1. The Vietnamese news event detection method based on Chinese trigger word guidance is characterized by comprising the following steps of:

step2, preprocessing the Chinese-Vietnamese news text, such as word segmentation and entity labeling, labeling event types and Chinese trigger words in the Chinese-Vietnamese news text, and dividing the labeled Vietnamese news corpus into a training corpus, a testing corpus and a verification corpus;

step3, mapping the two languages in the middle and beyond languages to the same semantic space by adopting an antagonistic learning method, and extracting a mapped Chinese trigger word vector;

2. The method for detecting Vietnamese news events based on Chinese trigger word guidance according to claim 1, wherein: in Step1, Scapy is used as a crawling tool, user operation is simulated, different templates are customized for Chinese and Vietnamese news websites, the templates are formulated according to XPath paths of page data elements to obtain detailed data, and news titles, news time and news text data are obtained.
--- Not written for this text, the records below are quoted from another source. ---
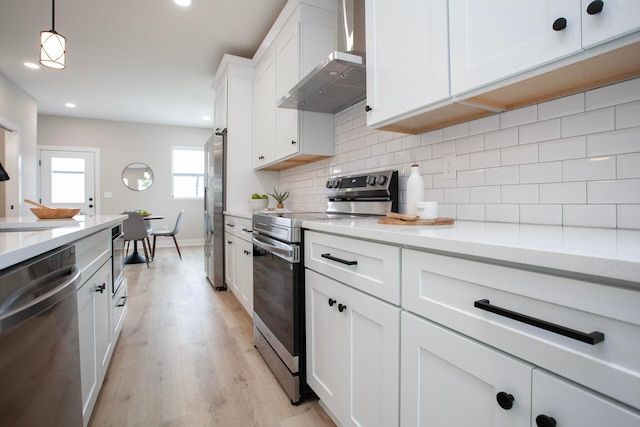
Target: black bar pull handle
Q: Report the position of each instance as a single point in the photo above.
(340, 260)
(590, 338)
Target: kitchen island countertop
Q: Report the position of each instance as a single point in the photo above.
(606, 253)
(17, 246)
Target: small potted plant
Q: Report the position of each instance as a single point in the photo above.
(279, 197)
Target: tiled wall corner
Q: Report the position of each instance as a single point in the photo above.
(571, 161)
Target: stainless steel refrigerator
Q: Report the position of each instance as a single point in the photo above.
(214, 206)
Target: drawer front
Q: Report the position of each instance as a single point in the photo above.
(446, 289)
(373, 268)
(92, 252)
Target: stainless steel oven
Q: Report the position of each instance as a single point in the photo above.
(278, 270)
(117, 258)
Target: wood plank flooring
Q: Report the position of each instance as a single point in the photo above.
(186, 357)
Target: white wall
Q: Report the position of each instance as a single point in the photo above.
(572, 161)
(18, 111)
(121, 143)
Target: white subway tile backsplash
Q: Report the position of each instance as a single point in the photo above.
(572, 161)
(484, 125)
(521, 116)
(502, 213)
(563, 193)
(456, 131)
(562, 149)
(470, 144)
(541, 172)
(616, 142)
(502, 175)
(589, 122)
(628, 115)
(541, 214)
(484, 159)
(613, 94)
(589, 216)
(566, 106)
(629, 216)
(589, 169)
(470, 212)
(541, 131)
(502, 138)
(628, 166)
(519, 194)
(519, 155)
(483, 195)
(621, 191)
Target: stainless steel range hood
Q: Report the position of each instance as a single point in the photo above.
(340, 80)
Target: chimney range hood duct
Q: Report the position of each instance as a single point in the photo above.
(340, 80)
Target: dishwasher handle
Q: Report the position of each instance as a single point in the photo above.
(44, 301)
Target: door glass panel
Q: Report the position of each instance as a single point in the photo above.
(67, 180)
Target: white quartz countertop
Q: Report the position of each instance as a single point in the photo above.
(607, 253)
(42, 235)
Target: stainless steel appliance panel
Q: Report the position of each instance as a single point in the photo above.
(214, 206)
(39, 346)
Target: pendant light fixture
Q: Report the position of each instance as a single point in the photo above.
(52, 45)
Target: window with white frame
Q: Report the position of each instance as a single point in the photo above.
(187, 172)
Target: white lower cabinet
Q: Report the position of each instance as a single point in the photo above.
(352, 352)
(451, 380)
(94, 310)
(239, 260)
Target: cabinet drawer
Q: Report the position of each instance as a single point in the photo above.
(571, 405)
(371, 267)
(92, 252)
(445, 289)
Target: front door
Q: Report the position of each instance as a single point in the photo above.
(68, 179)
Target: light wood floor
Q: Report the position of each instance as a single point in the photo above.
(186, 357)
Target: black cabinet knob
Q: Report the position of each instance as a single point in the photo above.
(559, 24)
(595, 7)
(505, 400)
(545, 421)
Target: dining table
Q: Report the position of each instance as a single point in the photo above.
(136, 257)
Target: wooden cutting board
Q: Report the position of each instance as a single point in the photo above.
(396, 221)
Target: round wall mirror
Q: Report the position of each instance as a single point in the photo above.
(137, 176)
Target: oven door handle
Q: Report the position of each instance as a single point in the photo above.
(279, 249)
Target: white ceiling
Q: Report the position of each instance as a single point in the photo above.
(146, 61)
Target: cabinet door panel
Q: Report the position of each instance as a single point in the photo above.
(374, 364)
(572, 405)
(448, 379)
(495, 39)
(324, 347)
(405, 73)
(616, 19)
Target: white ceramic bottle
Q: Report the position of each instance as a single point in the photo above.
(415, 189)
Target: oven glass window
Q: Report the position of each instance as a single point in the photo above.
(276, 296)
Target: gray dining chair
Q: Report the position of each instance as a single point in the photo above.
(168, 233)
(135, 229)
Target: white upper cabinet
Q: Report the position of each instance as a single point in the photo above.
(606, 20)
(494, 39)
(286, 138)
(407, 57)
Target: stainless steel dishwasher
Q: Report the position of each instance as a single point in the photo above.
(39, 347)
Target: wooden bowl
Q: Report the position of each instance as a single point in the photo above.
(54, 213)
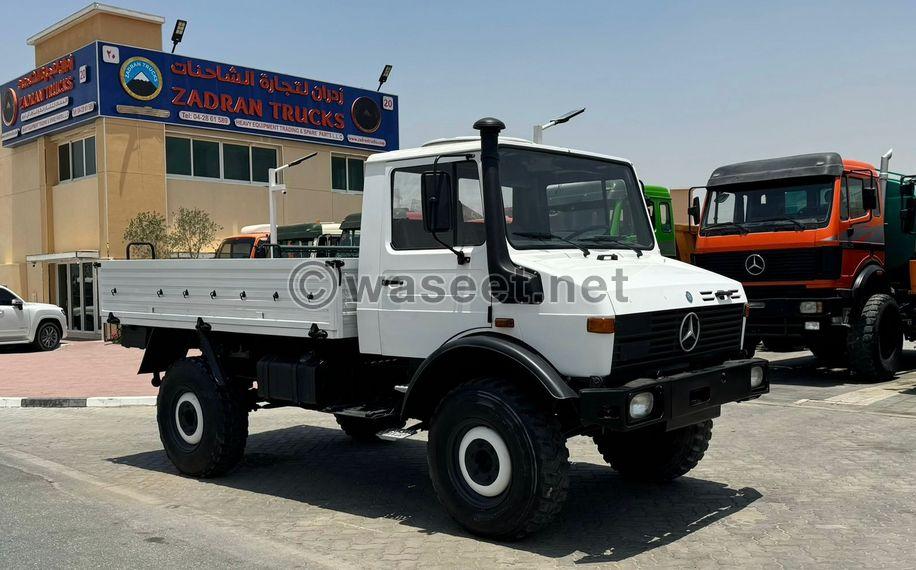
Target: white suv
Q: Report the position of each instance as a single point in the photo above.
(41, 324)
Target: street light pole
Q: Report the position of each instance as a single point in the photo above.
(273, 188)
(538, 135)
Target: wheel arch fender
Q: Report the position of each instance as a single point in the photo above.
(46, 317)
(442, 370)
(870, 279)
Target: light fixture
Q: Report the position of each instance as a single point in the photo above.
(384, 77)
(178, 33)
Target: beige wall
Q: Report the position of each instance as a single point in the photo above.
(309, 197)
(132, 167)
(102, 27)
(23, 215)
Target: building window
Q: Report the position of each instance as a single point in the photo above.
(76, 159)
(347, 173)
(217, 160)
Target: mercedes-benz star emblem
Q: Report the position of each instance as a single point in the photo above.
(689, 334)
(754, 264)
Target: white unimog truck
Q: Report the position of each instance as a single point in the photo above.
(507, 296)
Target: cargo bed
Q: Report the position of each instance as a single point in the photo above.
(254, 296)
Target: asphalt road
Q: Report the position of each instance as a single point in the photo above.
(818, 473)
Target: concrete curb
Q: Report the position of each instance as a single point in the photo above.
(94, 402)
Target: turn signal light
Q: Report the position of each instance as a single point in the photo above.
(601, 325)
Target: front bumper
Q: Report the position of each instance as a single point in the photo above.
(783, 317)
(680, 400)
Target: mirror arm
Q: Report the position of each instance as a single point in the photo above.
(462, 257)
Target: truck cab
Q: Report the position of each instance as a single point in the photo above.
(507, 296)
(658, 201)
(806, 236)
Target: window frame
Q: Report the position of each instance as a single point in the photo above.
(456, 213)
(348, 158)
(222, 169)
(70, 144)
(844, 203)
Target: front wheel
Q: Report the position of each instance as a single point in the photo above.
(876, 339)
(203, 426)
(497, 459)
(653, 454)
(47, 337)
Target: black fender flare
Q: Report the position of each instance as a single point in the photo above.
(869, 275)
(510, 350)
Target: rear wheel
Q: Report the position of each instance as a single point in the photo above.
(497, 459)
(203, 426)
(654, 454)
(876, 339)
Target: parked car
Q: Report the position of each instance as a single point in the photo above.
(21, 322)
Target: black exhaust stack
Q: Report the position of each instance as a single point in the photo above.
(509, 282)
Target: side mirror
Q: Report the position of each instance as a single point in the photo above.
(870, 198)
(436, 194)
(694, 210)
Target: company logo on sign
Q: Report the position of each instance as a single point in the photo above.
(10, 104)
(366, 115)
(141, 79)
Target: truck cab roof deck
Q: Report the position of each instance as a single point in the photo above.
(797, 166)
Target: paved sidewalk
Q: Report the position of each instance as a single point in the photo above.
(78, 369)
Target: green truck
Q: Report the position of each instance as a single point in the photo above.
(658, 200)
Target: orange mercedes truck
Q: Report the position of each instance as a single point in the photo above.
(824, 247)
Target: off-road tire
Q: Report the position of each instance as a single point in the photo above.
(47, 336)
(224, 431)
(653, 454)
(876, 339)
(535, 444)
(365, 429)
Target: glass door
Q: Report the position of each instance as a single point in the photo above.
(77, 296)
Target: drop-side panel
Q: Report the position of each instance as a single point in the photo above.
(253, 296)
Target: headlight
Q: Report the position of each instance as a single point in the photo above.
(641, 405)
(756, 376)
(810, 307)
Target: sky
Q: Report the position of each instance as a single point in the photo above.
(678, 88)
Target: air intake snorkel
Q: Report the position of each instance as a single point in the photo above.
(509, 283)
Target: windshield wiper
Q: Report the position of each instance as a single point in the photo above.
(616, 242)
(545, 236)
(797, 224)
(741, 228)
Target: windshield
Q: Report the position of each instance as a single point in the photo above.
(553, 199)
(793, 205)
(235, 248)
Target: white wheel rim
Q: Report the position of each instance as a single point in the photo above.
(190, 438)
(504, 473)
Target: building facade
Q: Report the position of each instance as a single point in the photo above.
(108, 125)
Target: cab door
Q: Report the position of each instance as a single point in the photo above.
(426, 297)
(13, 322)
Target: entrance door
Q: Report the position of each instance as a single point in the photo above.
(77, 294)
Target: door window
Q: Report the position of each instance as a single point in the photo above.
(664, 215)
(853, 206)
(407, 231)
(6, 297)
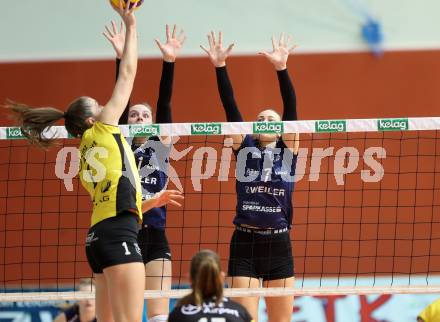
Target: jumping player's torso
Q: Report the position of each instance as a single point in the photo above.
(264, 185)
(108, 172)
(226, 311)
(152, 160)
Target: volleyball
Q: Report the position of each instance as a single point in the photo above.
(115, 3)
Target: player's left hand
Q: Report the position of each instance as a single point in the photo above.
(280, 52)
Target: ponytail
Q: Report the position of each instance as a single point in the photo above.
(34, 121)
(206, 279)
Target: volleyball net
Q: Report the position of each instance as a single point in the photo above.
(366, 215)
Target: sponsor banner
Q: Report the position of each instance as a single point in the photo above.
(206, 129)
(268, 128)
(392, 124)
(144, 130)
(14, 133)
(341, 308)
(330, 126)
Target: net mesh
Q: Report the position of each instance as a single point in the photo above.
(366, 206)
3. The method for detecting Vietnamese news events based on Chinese trigger word guidance according to claim 1, wherein: the specific steps of Step2 are as follows:

And

a relationship;

4. The method for detecting Vietnamese news events based on Chinese trigger word guidance according to claim 1, wherein: the specific Step of Step3 is as follows:

step3.2, projecting the Chinese into the semantic space same as Vietnamese by using a mapping function, and sequentially training a word discriminator and the mapping function by using a random gradient descent method;

step3.3, give Chinese news text and mark the trigger in the sentence.

5. The method for detecting Vietnamese news events based on Chinese trigger word guidance according to claim 1, wherein: the Step4 adopts BilSTM to obtain semantic information of Vietnamese news, and comprises the following specific steps:

step4.1, pre-training Vietnamese word vectors on Vietnamese linguistic data to obtain a word vector vocabulary, randomly initializing an entity vector for each entity marker by utilizing the entity marker type in an understhesea tool to obtain an entity vector vocabulary, and converting all input words and entity markers into low-dimensional vectors by searching the word vector vocabulary and the entity vector vocabulary;

6. The method for detecting Vietnamese news events based on Chinese trigger word guidance according to claim 1, wherein: the specific steps of Step5 are as follows: and inputting the extracted trigger words in the Vietnamese sentences into a classification layer, and classifying event types of the Vietnamese news sentences by adopting a softmax classifier, thereby realizing the detection of the Vietnamese news events.